= Talisman The Adventure =

Expansion to Talisman board game

Cover art by Christos Achilleos, 1986

Talisman The Adventure is a 1986 expansion to the Talisman board game, both produced by Games Workshop. The Adventure, which requires the original Second Edition board game, is incompatible with and has no counterpart for subsequent editions.

==Description==
===Contents===
This expansion includes
- 37 new Adventure cards
- 11 new spells
- 8 new character cards
  - Centaur
  - Ninja
  - Ork
  - Samurai
  - Soldier
  - Warrior of Chaos
  - Witch Doctor
  - Woodsman
- 6 Alternate endings (See "Victory conditions")
- 6 character record sheets with which to organize character's attributes, followers and objects.
- rules sheet

===Victory conditions===
In the original game, the character who reached the Crown of Command first was the winner. In this supplement, when the player reaches the inner sanctum, the player draws an alternate ending card and encounters one of the following:
- Demon Lord: a powerful demonic being with Craft 12 and 4 Lives. If the player defeats the Demon Lord, the player wins the game. Otherwise, play continues.
- Pandora's Box: the character draws Adventure and spell cards to be used against his or her foes. Play continues.
- Hercules' Belt: a powerful artifact which gives the character 12 Strength and 5 lives. Play continues.
- Dragon King: a randomized finale with many possibilities.
- The Horrible Black Void: the character is sucked into the void and dies instantly. (If playing with the Talisman Timescape set, the character is transferred there instead.) Play continues.
- Crown of Command: as in the original version, the player wins the game.

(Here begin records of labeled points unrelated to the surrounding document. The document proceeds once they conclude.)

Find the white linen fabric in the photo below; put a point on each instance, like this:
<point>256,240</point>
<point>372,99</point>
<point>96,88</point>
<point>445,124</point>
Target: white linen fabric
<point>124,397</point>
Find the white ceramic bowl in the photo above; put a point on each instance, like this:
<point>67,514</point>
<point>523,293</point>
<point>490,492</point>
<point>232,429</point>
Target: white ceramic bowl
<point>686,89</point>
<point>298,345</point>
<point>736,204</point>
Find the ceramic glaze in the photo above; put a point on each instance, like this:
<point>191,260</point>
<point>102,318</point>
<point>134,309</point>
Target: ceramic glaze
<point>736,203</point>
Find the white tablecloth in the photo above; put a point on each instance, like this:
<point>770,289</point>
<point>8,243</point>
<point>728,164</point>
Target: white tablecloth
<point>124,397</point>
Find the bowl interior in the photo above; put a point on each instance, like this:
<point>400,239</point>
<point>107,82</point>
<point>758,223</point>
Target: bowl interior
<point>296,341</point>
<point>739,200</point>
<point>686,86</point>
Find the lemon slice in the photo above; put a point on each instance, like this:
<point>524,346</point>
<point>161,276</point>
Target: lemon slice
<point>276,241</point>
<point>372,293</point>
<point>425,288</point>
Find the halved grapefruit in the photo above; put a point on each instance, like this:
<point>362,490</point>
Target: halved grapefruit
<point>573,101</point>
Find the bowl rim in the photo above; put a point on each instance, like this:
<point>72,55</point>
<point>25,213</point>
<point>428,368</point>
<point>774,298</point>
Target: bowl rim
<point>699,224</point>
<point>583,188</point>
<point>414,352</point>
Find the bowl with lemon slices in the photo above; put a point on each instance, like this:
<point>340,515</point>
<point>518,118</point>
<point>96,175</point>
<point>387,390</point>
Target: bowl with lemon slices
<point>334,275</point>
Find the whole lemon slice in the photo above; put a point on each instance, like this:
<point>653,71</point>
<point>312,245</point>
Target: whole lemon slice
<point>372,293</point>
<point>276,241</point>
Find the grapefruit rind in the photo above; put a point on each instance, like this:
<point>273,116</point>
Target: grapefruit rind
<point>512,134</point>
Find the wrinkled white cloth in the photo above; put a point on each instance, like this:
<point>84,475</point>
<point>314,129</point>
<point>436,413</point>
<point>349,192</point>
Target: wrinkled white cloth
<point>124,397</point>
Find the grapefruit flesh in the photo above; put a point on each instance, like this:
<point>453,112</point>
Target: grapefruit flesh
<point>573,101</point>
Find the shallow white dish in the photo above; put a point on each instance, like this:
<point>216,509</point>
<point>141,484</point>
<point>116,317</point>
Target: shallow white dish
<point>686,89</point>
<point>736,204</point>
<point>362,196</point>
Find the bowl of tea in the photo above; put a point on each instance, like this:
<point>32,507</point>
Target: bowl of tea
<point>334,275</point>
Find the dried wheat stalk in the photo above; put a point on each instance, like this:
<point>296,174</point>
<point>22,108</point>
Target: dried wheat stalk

If drawing one of the above does not result in the end of the game, the card that was drawn is replaced with a new random ending.

==Publication history==
Games Workshop published Talisman in 1983, and followed up with several supplements, including Talisman The Adventure, which was designed by Edward Campbell, Charles Johnson, Alan Merrett, and Aly Morrison, with interior art by Aly Morrison, and cover art by Christos Achilleos.

==Metal miniatures==
The supplement comes with small cards illustrating each character, which are then mounted in plastic bases to provide each player with a character token to move around the board. Games Workshop, through its subsidiary Citadel Miniatures, also offered metal miniatures of the characters for sale.

==Reception==
Robert Neville reviewed Talisman The Adventure for White Dwarf #83, and stated that "This is just the thing for those irritatingly smug people who always win at Talisman – just watch their joy turn to misery as their beloved hero disappears down into the darkness. All in all, Talisman The Adventure is a fun package, and will do much to refresh the parts of Talisman that other expansion sets can't reach."